Ein zweites Seidenhaus am Jakobsplatz
München-Angerviertel * Vor lauter Begeisterung für die Seidenfabrikation lässt man bereits im Jahr 1670 ein zweites Seidenhaus am Jakobsplatz erstellen.
München-Angerviertel * Vor lauter Begeisterung für die Seidenfabrikation lässt man bereits im Jahr 1670 ein zweites Seidenhaus am Jakobsplatz erstellen.
München - Lyon * Nachdem Kurfürstin Henriette Adelaide auch eine Seidenherstellung nach französischer Art wünscht, entsendet Lucca van Uffele einen Agenten nach Lyon.

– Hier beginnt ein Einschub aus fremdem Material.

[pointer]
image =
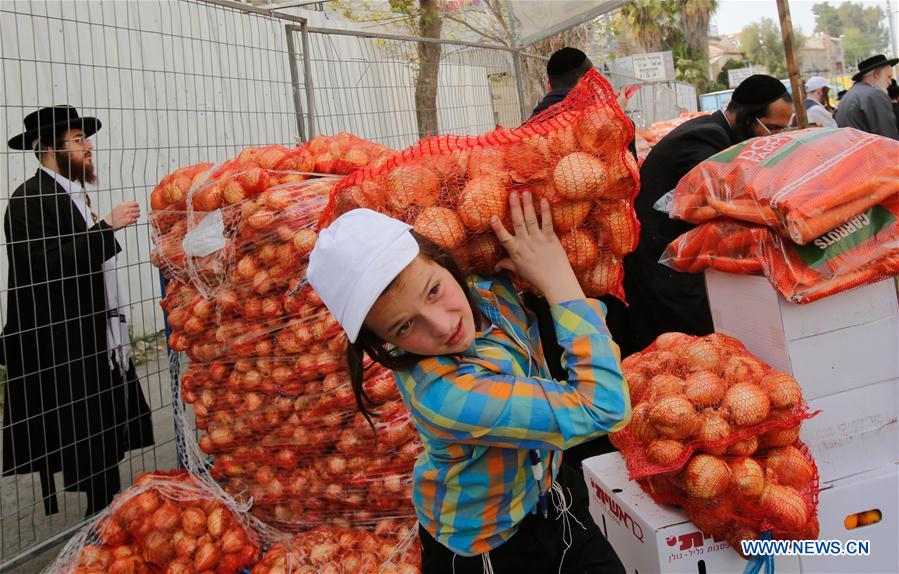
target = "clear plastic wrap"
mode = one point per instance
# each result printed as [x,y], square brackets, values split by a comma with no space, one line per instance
[166,522]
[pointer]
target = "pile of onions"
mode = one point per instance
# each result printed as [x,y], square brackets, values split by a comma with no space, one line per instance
[171,524]
[715,430]
[449,188]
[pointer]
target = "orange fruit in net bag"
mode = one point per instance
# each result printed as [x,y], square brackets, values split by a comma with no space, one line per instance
[784,506]
[580,248]
[483,252]
[580,176]
[409,185]
[442,226]
[483,198]
[528,160]
[600,131]
[270,156]
[486,161]
[561,139]
[569,214]
[748,477]
[603,277]
[296,160]
[705,477]
[621,182]
[618,229]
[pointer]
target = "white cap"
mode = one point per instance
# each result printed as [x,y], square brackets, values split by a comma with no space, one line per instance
[354,260]
[816,83]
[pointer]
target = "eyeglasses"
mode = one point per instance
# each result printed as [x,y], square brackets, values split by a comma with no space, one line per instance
[80,140]
[771,131]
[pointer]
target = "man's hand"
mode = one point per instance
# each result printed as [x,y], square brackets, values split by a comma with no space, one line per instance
[123,215]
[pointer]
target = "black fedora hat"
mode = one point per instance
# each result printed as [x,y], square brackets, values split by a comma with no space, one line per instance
[871,64]
[52,121]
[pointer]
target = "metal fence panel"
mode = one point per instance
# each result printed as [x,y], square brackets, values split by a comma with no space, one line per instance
[174,83]
[177,82]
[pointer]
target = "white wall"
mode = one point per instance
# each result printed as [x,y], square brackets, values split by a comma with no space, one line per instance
[179,82]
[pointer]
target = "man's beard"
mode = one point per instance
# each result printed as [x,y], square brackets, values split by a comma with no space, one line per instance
[76,170]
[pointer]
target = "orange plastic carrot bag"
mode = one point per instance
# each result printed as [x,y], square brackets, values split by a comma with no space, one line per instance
[574,154]
[802,183]
[863,250]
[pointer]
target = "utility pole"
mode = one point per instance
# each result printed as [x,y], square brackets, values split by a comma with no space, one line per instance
[786,31]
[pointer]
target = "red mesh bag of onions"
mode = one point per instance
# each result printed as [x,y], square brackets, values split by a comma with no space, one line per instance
[389,548]
[704,394]
[574,154]
[168,523]
[715,431]
[266,375]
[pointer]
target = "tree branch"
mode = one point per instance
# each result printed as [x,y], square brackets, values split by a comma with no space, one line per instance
[476,30]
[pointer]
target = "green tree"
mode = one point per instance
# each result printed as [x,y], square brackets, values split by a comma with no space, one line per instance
[862,28]
[722,81]
[677,25]
[763,44]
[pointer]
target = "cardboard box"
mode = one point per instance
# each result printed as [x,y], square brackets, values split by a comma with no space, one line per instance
[876,489]
[842,342]
[855,431]
[651,538]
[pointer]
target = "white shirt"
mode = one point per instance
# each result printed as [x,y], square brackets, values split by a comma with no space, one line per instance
[118,343]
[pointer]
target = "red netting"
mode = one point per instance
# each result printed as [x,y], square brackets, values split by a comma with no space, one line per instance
[801,183]
[574,154]
[391,547]
[164,523]
[267,378]
[703,394]
[715,431]
[863,250]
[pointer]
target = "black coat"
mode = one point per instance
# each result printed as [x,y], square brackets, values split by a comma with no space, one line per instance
[661,299]
[62,410]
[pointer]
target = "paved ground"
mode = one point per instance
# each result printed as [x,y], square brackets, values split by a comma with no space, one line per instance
[22,520]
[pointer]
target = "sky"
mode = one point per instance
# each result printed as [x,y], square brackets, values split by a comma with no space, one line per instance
[732,15]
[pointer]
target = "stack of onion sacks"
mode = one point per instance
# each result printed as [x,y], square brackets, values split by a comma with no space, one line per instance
[267,377]
[389,548]
[164,523]
[575,155]
[715,430]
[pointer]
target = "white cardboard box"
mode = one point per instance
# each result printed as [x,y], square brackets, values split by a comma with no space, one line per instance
[855,431]
[876,489]
[842,342]
[651,538]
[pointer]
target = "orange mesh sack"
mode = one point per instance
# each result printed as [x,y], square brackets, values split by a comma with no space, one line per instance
[737,498]
[801,183]
[704,395]
[574,154]
[166,522]
[715,431]
[392,547]
[863,250]
[343,153]
[266,378]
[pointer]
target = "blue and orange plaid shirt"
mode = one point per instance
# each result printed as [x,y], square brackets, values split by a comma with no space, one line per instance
[480,413]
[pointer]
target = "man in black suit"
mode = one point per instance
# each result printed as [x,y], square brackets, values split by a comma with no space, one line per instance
[72,401]
[661,299]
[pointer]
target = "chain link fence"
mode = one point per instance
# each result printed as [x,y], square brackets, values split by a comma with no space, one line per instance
[177,82]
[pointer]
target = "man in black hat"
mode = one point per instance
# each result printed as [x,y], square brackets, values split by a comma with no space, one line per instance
[661,299]
[72,400]
[893,93]
[866,106]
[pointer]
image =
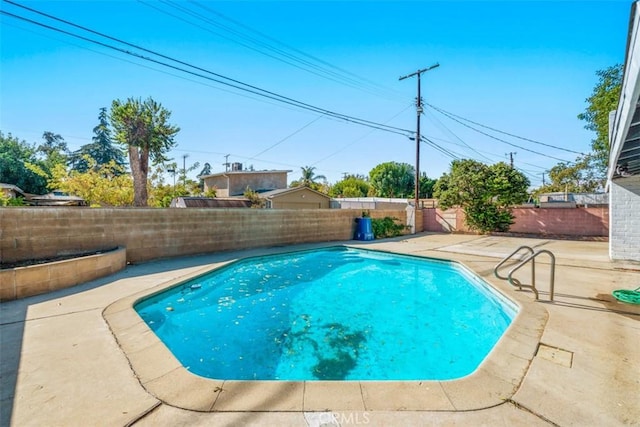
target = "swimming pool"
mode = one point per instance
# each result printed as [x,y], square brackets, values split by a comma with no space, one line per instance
[332,314]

Dieser kann dreißig Seidenarbeiter anwerben, wird dann aber - wegen befürchteter Verletzung französischer Fabrikgeheimnisse - mitsamt den Arbeitern verhaftet. Durch List und Bestechung gelingt ihm und sieben Arbeitern die Flucht nach München, später glückt ihm noch die Anwerbung einer berühmten Meisterin aus Lyon, zur Erzeugung von Spitzen in Seide, Silber und Gold.
München * Lucca van Uffele hat die Münchner Seidenfabriken technisch und personell bestens ausgestattet. Doch nur wenige Monate später wird ihm vorgeworfen, er betreibe „bedenkliche Speculation [...], macht Schulden auf die Compagnie, Seperatgeschäfte“ und „Prellerey“.
Er sieht sich zur Flucht nach Augsburg gezwungen. Dort wird er festgenommen und anschließend „in das Chettenstibl im Münchner Falkenthurm iberpracht“, wo er fünfeinhalb Jahre in Haft sitzt.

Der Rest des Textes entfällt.